FORESTVILLE -- The owners of Russian River Vineyards and its Corks restaurant have filed for U.S. Bankruptcy Court reorganization.
The tasting room and restaurant will remain open while the company deals with debts, mostly left over from restarting shuttered operations nearly three years ago, according to Chris O'Neill, managing member.
"Most creditors were willing to work with us, but some weren't," he said.
Sonoma Vineyard Acquisition, LLC, which took over the business from the Topolos family in late 2008, filed for Chapter 11 protection on Aug. 10.
Business has been good, Mr. O'Neill said. Revenue has increased 50 percent in each of the past two years, reaching $1.2 million.
But November 2008 wasn't a good time to start a business, he said. "We're operationally cash-flowing, but there's not enough excess cash flow to deal with payables from the first 18 months in operation."
The court filing provides few details. Stated assets and liabilities each were between $1 million and $10 million. A more complete filing is due Aug. 24.
"We're not asking for pennies on the dollar," Mr. O'Neill said. "We're looking to pay everything in full."
The goal, pending direction from the court and creditors committee, is to complete the reorganization in two to three years, he said. The first meeting of creditors is set for Sept. 9 at 1:30 p.m. at the bankruptcy court in Santa Rosa.
Top creditors include the state for a $46,000 sales-tax claim, Encore Glass for $17,000 in wine bottles, Accurate Forklift for a nearly $16,000 lease-purchase and Jerry & Don's Yager Pump & Well Services for $13,000. Winegrape growers with claims include Manchester Ridge, Devils Gulch and Sunrise Farms.
As Sonoma Vineyard Acquisition, Mr. O’Neill, his wife, Barbara Sattler, Giovanni Balistreri, Anothony Austin and Debra Del Fiorentino acquired the property in October 2009 from Jerry and Christine Topolos after an initial lease.
Since the purchase, they've been working toward renovating the property and upgrading the winery. However, plans for a new winery have been on hold as the company has been seeking followup U.S. Small Business Administration financing, Mr. O'Neill said.
Yet, he said finding a bank to undertake the first position of an SBA business-expansion loan has been difficult in the past year because of requirements for longer-term cash-flow history and more collateral.
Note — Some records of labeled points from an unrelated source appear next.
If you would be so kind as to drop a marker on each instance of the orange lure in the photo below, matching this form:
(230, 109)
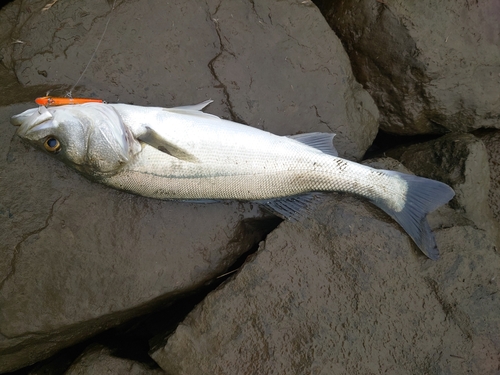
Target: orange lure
(52, 100)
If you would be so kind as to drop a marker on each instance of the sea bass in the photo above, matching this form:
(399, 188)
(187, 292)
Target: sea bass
(184, 153)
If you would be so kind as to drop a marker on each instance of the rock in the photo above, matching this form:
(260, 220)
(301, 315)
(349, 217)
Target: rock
(461, 161)
(431, 66)
(78, 258)
(98, 359)
(275, 66)
(346, 292)
(491, 140)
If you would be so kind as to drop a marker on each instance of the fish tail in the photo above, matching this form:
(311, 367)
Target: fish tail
(422, 196)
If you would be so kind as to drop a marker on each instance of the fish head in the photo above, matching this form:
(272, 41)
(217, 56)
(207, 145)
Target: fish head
(92, 140)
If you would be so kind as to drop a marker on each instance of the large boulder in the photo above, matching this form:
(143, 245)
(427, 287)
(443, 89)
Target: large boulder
(77, 257)
(275, 66)
(491, 140)
(460, 160)
(346, 292)
(431, 66)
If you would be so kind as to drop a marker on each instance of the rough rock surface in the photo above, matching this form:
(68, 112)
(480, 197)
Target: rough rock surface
(491, 141)
(346, 292)
(98, 359)
(277, 66)
(430, 65)
(461, 161)
(77, 257)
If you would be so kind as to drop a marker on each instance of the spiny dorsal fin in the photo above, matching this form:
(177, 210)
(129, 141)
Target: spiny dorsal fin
(319, 141)
(192, 110)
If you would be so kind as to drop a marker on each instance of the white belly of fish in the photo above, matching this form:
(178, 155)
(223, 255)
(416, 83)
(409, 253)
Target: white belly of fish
(156, 174)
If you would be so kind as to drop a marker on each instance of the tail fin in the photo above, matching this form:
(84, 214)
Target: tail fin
(423, 196)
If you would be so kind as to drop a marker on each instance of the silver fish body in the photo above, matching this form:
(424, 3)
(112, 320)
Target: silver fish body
(183, 153)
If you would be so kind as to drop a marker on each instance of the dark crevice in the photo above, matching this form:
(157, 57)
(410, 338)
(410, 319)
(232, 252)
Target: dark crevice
(385, 141)
(135, 338)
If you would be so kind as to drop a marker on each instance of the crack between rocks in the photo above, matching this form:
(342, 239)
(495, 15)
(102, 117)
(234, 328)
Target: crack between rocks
(24, 238)
(222, 50)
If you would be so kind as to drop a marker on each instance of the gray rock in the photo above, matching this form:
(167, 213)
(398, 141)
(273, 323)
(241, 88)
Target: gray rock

In the meantime, Owl Ridge Wine Services in Sebastopol has been making the wine, averaging 2,000 cases a year. After making arrangements with a barrel supplier for this harvest, Russian River Vineyards plans to make 1,000 to 1,500 cases to at least supply the tasting room.
The vines were first planted in 1963, and the winery was built six years later to accompany a restaurant on the property. Since that time, the winery-restaurant combo -- established before it became a regulatory no-no -- passed through a few owners. In 1979, winemakers Jerry and Mike Topolos used a purchase option from their vineyard management contract to acquire the winery and restaurant.
Santa Rosa bankruptcy attorney Michael Fallon is representing Sonoma Vineyard Acquisition.